The patient denied any history of chest pain. On auscultation, non-ejective clicks could be heard in the middle and late stage of apex contraction, which was considered to be caused by the chordae that was suddenly tightened or the prolapse of the leaflets suddenly stopped. It was consistent with the performance of valve prolapse. ECG examination revealed that P wave: (-), QRS group: V1 lead was rsR’ type, other lead ends were blunt, QRS total time limit > 0.11 s, ST segment: V1 - V3 lead down (secondary change), T wave: V1 - V3 lead inverted (secondary change), indicating ST segment changed and conduction blocked. Cardiac color Doppler ultrasonography showed aortic sinus and ascending aorta widened, left heart enlargement, left ventricular wall thickening, mitral valve posterior valve prolapse (the apex of the posterior flap P2-P3 region was “fishhook” took off to the left atrium, opened well) and slightly closed incomplete, left ventricular diastolic dysfunction. According to this, it could be diagnosed as valve prolapse.

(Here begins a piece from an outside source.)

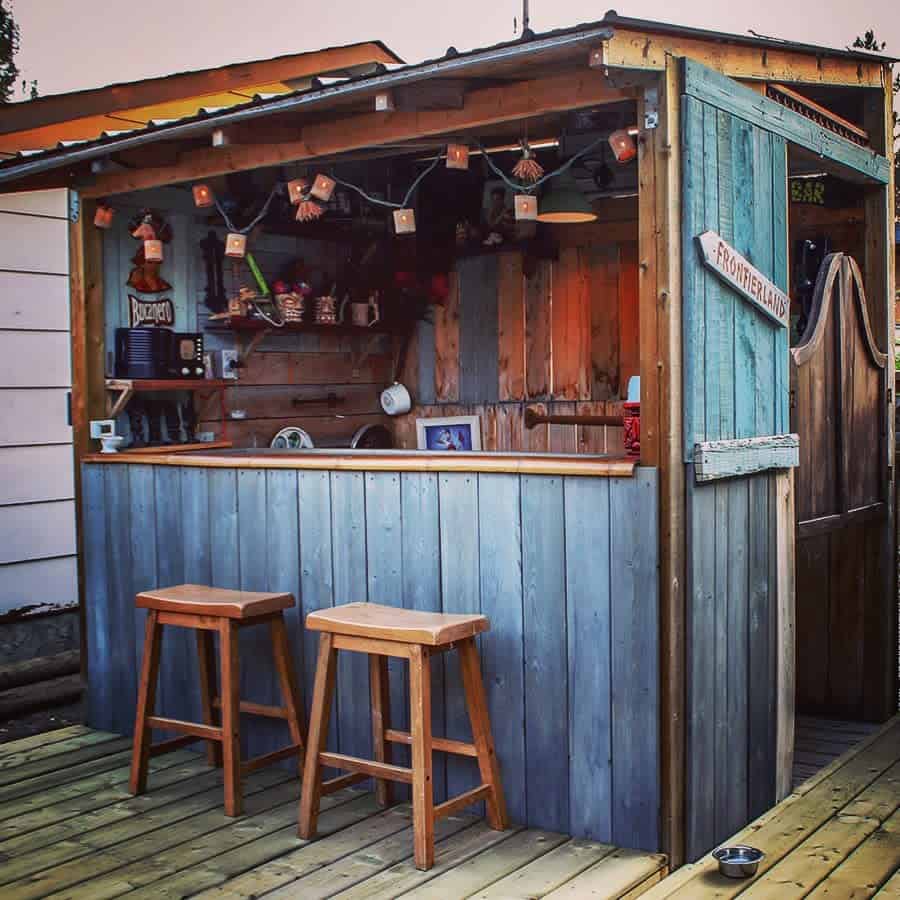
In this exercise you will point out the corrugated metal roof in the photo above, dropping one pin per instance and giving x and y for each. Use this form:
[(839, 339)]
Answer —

The patient walked unsteadily, used a cane with one hand for a long time, and the center of gravity was tilted to the right. The CT examination of the lumbar coronal position showed that the lumbar vertebra 3 was slightly shifted to the right. According to Meyerding method, it accorded with degree I (slippage < 25%). Lumbar sagittal MRI showed: L3 mild posterior slippage, and disc herniation, dural sac was compressed and deformed, nerve root was slightly compressed, chondritis occurred at the opposite edge of the L4-S1 vertebral body. However, there was no direct relationship between lumbar spine lesion and walking instability (Fig. 2).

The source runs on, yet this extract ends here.